Should’ve used that image for the Womanizer article.


#3

But why Jinx?


#4

Word choice and grammar, alrighty. Context? Not so much: Three-Week Abortion Day In Pictures.

Edit: Can someone rig up a bot to reply to the posted headlines/articles?


#5

Monday Night’s Sex “In The Game,” Says Gay & Child Of Chicago Music

This stuff is important! Why didn’t I know about this sooner?


#6

I don’t get it, really.


#7

Non-artificial intelligence hates it!


#8

https://twitter.com/clickbaitrobot


#9

A slightly (slightly) less ridiculous idea has been in the works for a while now with The Grid (linking to FAQ b/c their home page isn’t worth the effort to understand).

On second thoughts. I think The Grid may in fact just be a scam (Irresistible proposition? Founding member invites? Non-refundable payments? Why on earth would one think that??)


#10

Where o where is the click-bait-bot known as @OtherMichael


#11

Ah god that’s so much better! Thank you.


#12

Off in the corner, rocking, sucking his thumb, and very certainly not being jealous.


#13

Some websites are in danger of becoming Click-o-trons.


#14

It’s ok.


#15

There’s something really pleasing to me about reading this stuff. Like, by breaking clickbait down into a slush it becomes easier to digest. Without any real context all that’s left is the pure essence, more easily studied. Examples:

A man was arrested after reportedly spending hours on the streets of an online video for his latest film “How to fight the British Music.” He was killed by an in-flight officer on last night’s episode

Difficulty distinguishing between real and fantasy violence.

A black and white girl is accused…

Race is relevant if the story is criminal in nature.


#16

Really not the first. The AP has had a robot writing articles for a while now. The system is basically used for stock market and sports reporting- Articles which are mostly just straight data with a few adjectives thrown in.

There are also books produced using a similar process- One guy has “authored” over 1,000,000 of them.


#17

@responderbot: abortion, cats, feces


#18

@yeahnobot: yesorno?


#19

Philip M. Parker, Narative Science, et alia are primarily using different methods – sophisticated analysis + sophisticated templates, primarily – to create readable narrative from data. They’re doing pretty well, and making book. So to speak.

Click-o-Tron isn’t trying to produce a linear narrative – it’s using some sophisticated “dumb” methods to generate text that weaves back-and-forth from source material that it has been told are related… but aren’t all that related. Lingustically they are related, but at a larger level of atomicity the semantics break down, and this fun stuff is the result. It’s a smarter n-gram chain (that’s not a dig, and it might even be wrong, since I haven’t studied recurrent neural networks at all, yet.).

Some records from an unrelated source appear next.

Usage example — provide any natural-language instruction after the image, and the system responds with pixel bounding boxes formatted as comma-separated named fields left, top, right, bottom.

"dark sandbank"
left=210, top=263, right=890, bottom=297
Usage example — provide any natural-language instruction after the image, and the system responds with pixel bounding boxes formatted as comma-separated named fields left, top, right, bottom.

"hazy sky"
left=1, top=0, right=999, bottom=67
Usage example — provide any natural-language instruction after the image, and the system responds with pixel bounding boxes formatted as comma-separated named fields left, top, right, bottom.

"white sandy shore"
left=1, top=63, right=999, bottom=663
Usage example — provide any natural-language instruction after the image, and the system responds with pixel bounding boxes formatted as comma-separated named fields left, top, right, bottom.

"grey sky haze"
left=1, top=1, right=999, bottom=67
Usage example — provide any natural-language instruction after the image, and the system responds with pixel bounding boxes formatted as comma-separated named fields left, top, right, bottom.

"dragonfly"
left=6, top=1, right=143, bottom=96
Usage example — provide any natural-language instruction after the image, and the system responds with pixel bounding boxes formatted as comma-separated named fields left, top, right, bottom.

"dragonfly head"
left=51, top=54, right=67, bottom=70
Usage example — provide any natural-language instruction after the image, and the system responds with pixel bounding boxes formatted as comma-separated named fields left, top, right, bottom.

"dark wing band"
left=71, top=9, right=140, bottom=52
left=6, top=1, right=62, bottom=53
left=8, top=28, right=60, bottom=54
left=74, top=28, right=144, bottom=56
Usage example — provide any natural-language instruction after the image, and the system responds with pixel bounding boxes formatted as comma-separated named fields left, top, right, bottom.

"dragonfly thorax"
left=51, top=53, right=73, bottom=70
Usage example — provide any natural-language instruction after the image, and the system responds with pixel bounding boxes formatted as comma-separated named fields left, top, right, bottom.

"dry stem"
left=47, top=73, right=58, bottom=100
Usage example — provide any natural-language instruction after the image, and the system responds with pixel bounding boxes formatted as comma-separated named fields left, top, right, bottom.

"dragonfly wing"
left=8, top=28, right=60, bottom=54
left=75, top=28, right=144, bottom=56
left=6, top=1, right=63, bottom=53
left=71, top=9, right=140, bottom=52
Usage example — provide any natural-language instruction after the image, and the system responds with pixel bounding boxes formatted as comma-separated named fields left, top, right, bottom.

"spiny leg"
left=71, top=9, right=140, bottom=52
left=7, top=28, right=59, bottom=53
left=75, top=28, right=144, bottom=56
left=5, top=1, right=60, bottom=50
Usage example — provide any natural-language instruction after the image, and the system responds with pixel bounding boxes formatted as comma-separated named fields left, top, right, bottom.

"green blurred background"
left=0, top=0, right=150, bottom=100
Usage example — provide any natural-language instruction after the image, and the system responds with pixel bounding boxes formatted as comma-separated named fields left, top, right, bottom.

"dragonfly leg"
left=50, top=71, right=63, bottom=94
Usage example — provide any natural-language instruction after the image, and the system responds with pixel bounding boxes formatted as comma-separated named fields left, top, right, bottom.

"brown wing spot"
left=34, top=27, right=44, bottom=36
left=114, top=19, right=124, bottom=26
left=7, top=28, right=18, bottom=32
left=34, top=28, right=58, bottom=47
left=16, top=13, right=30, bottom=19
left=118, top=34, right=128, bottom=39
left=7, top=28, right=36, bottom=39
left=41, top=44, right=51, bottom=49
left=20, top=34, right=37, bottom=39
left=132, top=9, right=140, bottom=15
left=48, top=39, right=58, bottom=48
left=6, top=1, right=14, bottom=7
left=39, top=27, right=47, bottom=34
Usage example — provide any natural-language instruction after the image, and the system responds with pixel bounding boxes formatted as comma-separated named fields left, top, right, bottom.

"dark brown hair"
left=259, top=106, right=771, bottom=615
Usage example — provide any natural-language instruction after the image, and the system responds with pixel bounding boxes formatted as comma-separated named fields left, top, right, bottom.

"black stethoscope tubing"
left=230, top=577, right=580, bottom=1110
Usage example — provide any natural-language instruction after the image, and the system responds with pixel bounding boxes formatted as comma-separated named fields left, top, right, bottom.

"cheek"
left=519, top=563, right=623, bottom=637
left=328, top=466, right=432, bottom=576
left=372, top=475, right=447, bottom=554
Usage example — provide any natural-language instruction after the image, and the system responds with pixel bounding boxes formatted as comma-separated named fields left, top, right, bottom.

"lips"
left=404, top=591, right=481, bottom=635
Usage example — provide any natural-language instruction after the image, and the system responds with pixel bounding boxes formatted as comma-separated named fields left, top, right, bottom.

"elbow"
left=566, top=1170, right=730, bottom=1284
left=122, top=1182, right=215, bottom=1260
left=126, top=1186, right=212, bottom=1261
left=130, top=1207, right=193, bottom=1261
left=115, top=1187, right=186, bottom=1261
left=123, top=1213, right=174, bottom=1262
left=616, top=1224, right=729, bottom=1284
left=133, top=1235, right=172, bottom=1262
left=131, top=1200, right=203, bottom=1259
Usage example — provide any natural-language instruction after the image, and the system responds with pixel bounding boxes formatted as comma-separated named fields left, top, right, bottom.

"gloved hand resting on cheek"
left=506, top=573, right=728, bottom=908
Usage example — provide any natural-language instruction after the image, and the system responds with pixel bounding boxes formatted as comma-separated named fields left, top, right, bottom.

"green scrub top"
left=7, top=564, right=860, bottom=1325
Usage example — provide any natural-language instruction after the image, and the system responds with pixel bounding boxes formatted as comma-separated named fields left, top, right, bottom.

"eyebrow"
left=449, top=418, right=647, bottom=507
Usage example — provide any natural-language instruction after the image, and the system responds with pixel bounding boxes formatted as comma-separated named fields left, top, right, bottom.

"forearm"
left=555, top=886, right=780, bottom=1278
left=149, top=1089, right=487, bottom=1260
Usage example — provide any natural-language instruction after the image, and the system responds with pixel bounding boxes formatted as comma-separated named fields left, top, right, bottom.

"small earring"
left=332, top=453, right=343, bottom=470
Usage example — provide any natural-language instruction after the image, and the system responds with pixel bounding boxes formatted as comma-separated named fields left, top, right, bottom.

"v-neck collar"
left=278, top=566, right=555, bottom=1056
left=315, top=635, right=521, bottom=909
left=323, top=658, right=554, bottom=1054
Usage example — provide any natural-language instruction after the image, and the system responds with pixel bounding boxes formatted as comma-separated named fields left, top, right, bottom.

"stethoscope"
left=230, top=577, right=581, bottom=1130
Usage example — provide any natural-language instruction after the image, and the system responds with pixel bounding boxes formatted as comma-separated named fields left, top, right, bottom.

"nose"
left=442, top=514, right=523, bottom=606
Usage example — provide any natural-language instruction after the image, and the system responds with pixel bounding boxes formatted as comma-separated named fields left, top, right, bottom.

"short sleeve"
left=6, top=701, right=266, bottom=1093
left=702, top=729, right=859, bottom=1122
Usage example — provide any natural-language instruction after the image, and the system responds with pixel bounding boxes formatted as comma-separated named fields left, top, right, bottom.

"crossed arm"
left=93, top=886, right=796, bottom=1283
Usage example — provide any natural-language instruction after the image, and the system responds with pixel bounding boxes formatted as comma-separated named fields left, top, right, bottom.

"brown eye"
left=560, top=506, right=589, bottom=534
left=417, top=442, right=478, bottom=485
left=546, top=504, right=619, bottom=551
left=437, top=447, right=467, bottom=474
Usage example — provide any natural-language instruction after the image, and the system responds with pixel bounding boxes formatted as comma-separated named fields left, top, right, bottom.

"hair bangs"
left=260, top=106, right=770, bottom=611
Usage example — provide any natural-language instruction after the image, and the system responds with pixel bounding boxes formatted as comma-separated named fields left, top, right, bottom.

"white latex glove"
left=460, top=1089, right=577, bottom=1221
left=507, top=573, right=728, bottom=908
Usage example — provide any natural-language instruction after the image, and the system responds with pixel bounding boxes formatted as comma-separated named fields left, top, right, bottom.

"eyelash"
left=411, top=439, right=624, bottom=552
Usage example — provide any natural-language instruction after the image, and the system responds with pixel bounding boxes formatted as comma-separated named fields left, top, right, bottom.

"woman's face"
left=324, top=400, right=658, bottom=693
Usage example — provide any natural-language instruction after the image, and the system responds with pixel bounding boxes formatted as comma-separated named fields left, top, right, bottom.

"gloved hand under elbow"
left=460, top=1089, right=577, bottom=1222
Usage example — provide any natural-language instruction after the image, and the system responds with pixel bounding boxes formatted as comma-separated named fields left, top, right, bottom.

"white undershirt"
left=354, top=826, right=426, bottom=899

On-going is the third year of mad-science project known as NaNoGenMo - Nation Novel Generation Month - spend the month of November writing code to write 50,000 words.

It’s a “hopeless” goal, in that academics and professionals have spent literally decades on specific projects that have a hard time making a short story (but a collection of short stories counts!).


Full disclosure - As in previous years, I’m a participant - see https://github.com/dariusk/NaNoGenMo-2015/issues/14 and https://github.com/dariusk/NaNoGenMo-2015/issues/162


#20

Does this mean all those sites have been using human beings to write those headlines all this time?! There ought to be a law.